In their petition to the Court, the hospitals posed the question as to “whether the Chevron deference permits HHS to set reimbursement rates based on acquisition cost and vary such rates by hospital group if it has not collected adequate hospital acquisition cost survey data.” According to the hospitals, Federal law requires HHS to set Medicare reimbursement for covered outpatient drugs based on one of two alternative payment methodologies, one of which requires collecting “hospital acquisition cost survey data;” and, in the absence of such data, HHS must set its reimbursement rate based on a calculation defined in statute, which CMS had, since 2013, set at ASP + 6%. In short, the hospitals asked if CMS acted “arbitrarily and capriciously” by using rulemaking in the manner that it did to cut 340B hospital reimbursement for covered outpatient drugs from ASP + 6% to ASP minus 22.5%.

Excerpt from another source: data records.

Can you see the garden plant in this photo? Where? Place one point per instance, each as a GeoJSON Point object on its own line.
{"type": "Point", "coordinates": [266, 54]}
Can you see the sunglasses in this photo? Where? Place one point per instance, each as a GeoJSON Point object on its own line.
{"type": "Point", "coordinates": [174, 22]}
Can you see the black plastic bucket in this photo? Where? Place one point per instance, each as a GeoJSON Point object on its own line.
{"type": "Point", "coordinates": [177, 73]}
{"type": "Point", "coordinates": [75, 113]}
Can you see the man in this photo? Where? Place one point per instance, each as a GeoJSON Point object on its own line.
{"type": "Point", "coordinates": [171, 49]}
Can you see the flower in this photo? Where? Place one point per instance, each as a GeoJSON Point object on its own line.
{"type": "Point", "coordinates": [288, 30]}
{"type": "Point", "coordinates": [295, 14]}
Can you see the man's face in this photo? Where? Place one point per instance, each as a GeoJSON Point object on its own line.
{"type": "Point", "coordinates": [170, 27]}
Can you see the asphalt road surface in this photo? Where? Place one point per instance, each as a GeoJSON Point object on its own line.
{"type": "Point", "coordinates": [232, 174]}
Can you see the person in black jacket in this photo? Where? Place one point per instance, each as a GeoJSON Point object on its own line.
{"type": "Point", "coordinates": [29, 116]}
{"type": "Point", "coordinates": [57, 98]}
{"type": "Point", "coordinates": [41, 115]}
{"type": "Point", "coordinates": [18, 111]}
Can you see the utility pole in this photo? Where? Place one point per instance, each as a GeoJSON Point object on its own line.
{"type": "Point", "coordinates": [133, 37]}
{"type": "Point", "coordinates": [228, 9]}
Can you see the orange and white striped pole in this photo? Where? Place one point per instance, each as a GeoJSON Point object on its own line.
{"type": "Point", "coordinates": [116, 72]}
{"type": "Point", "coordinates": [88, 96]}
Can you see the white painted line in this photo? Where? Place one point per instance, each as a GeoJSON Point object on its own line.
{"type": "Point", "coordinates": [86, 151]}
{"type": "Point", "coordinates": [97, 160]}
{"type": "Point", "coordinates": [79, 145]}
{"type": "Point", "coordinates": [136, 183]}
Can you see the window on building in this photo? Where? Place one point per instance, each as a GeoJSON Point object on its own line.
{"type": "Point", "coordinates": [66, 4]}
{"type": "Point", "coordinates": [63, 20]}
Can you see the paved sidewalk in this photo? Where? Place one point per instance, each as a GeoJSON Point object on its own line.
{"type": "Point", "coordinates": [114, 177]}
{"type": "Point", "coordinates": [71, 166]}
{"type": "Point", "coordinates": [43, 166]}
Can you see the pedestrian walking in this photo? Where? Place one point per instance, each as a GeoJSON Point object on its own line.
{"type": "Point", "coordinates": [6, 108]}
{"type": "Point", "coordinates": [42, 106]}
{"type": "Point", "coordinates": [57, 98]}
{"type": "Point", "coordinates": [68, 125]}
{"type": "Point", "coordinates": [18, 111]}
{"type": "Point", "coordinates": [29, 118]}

What’s Next for the Supreme Court?
During the November 30 oral arguments, attorneys representing the hospital association and CMS made their respective arguments. According to some Court-watchers, a person trying to read tea leaves could be inclined to believe some Justices were receptive to the hospitals’ argument that CMS exceeded its authority by cutting its payments to hospitals for 340B drugs, based on certain questions asked (for example, Justice Thomas opened questioning by pointedly asking if the hospital groups’ attorney was asking for Chevron to be overruled). In other recent Supreme Court cases involving questions of administrative law, current Court members have shown varying degrees of interest in reassessing Chevron. However, it is impossible to make predictions about rulings, and any attempt to infer Justices’ votes from their questions is an educated guess at best (when it comes to predicting outcomes, the only axiom I accept is the New York Jets will always find a way to disappoint me).
This said, if the Court does decide to review Chevron—and possibly reduce its scope—this would have a ripple effect throughout the administrative state. In the short term, the D.C. Circuit Court’s ruling stands, therefore CMS has not changed its payment methodology. The Court is expected to release its decision in June 2022. Until then, we will provide updates on any regulatory changes.